So I’m purple with envy (yep, that’s one stage beyond green) at the folks who were lucky enough to attend the Rethinking Virginity conference at Harvard last week. I’m no longer a practical expert – why, my virginal days lie deep in the previous millennium – but I’d be a virgin at this sort of conference, one that straddles the academic, activist, and bloggy worlds. Oh, and it’s not just that I’d be mildly starstruck, though I’d love to meet Shelby Knox. The less famous folk had equally smart things to say. If you too want to feel mopey about staying home, Therese has got a very nice link farm from the conference.
Anyway, I’ve been mulling over those posts and triangulating them (hexatulating?) with Hanna Blank’s marvelous essay on process-oriented virginity in Yes Means Yes: Visions of Female Sexual Power and A World Without Rape. I’m basically on board with Blank’s suggestion that the world wouldn’t end if each person demarcated their virginity on their own terms. I especially love her idea (going back to St. Augustine, I shit you not!) that a rape survivor can define for herself whether she still wants to claim the title of virgin.
But part of me wants to say, Fuck virginity! What did it ever do for me, anyway? And can we cut out all this silly rhetoric about “losing” virginity? Grooving on my newfound sexual experience was pure win for me. I’m leaving out a few messy stories, sure, but on balance: pure fucking win.
And maybe we could just ditch virginity. Let it go up in smoke. Maybe we could talk instead about desires and acts and those particular people who set us humming.
But there is something important about “coming of age” sexually, and I wouldn’t want to lose that. Lux Alptraum’s wonderful Jezebel post on her conference panel provides the killer argument for why we still need “virginity.”
During the queer virginity panel, we examined how the notion of virginity—traditionally correlated with penis-in-vagina intercourse—transforms when mapped onto a queer identity. Though one panelist felt that the idea of virginity lost its meaning outside of a heterosexual relationship, I still feel that the experience of one’s first sexual relationship (however you define that) is significant enough to transcend gender, sexuality, and identity. In fact, in a queer space, loss of virginity can sometimes be more significant, as its that first sexual experience that solidifies an identity that might initially have been considered “questioning” or “curious.”
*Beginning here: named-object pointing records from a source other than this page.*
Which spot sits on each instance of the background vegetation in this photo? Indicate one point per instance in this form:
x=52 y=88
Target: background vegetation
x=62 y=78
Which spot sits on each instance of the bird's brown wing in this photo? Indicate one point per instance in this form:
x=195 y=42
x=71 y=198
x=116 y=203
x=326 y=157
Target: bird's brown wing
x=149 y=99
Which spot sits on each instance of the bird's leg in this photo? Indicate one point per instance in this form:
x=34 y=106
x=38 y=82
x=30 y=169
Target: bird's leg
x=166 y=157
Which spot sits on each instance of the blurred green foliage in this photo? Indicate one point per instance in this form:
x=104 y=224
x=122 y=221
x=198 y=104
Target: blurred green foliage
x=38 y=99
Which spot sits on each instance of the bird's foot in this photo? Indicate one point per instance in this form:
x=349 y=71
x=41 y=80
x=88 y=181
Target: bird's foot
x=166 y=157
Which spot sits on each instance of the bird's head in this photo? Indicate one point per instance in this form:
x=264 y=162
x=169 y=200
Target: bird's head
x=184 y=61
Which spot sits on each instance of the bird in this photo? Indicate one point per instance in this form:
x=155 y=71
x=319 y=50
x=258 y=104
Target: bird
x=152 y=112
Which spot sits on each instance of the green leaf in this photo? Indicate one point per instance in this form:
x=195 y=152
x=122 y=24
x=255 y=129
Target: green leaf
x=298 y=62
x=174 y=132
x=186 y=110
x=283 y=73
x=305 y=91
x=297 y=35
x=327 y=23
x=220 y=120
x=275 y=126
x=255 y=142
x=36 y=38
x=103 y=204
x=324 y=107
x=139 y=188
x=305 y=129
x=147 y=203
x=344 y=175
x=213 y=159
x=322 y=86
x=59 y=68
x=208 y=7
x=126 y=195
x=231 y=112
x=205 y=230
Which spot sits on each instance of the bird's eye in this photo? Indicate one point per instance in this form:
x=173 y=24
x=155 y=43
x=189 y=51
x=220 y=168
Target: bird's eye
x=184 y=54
My own coming-of-age story was relentlessly heterocentric, yet I totally get what Lux is saying about the formation of identity. Our first really significant sexual encounter shapes our sense of self – not immutably, but importantly. And it’s not just a matter of sexual-orientation as identity, though that’s obviously a huge deal. The demise of virginity can also be about claiming adulthood, learning a serious new way to play as an adult, relating differently to one’s body, moving a relationship to a deeper level, realizing that sex isn’t always linked to love. And that’s a short list of how our early sexual experiences may mold our identities and body-mind loops; maybe you’ve got more? If so, please bring ‘em up in comments.
So how would I redefine virginity? As much as I like Blank’s model, I think it’s too purely personal. We also need a more interpersonal way of understanding virginity. That is, unless we want to say masturbation counts as unravelling virginity – but I don’t want to go there, not least because I value the interpersonal dimension. Masturbation also opens the door to virginity loss among the under-three set. This seriously squicks me. The small people need to freedom to discover boyparts and girlparts without the baggage of innocence and experience. (Baby Jesus, for instance!) Let’s just stipulate: no virginity loss for the sippy-cup crowd.
For the rest of us? Well, I sort of like the idea of seeing a “first orgasm” (also from Blank) as the watershed. But for some of us, the orgasm gap could mean we’ll be in our forties when we shed our virginity. Great for Hollywood, just not what I sought at age 20.
So how about this: Virginity ends the first time you engage in partnered sexual activity and have an epiphany – either during or after – with orgasm or without – when you suddenly know: “Oh, this is what all the fuss is about!” This needn’t be penetrative sex; anything that makes you seriously swoon could count.
Alternative definitions, refinements, personal stories – all are welcome in comments!
Every sex post deserves a tulip, wouldn’t you say? I’m sure I’ve already recycled Luce Irigaray’s pun on “two-lips” (that meet as one). Photo from in front of my house about ten days ago.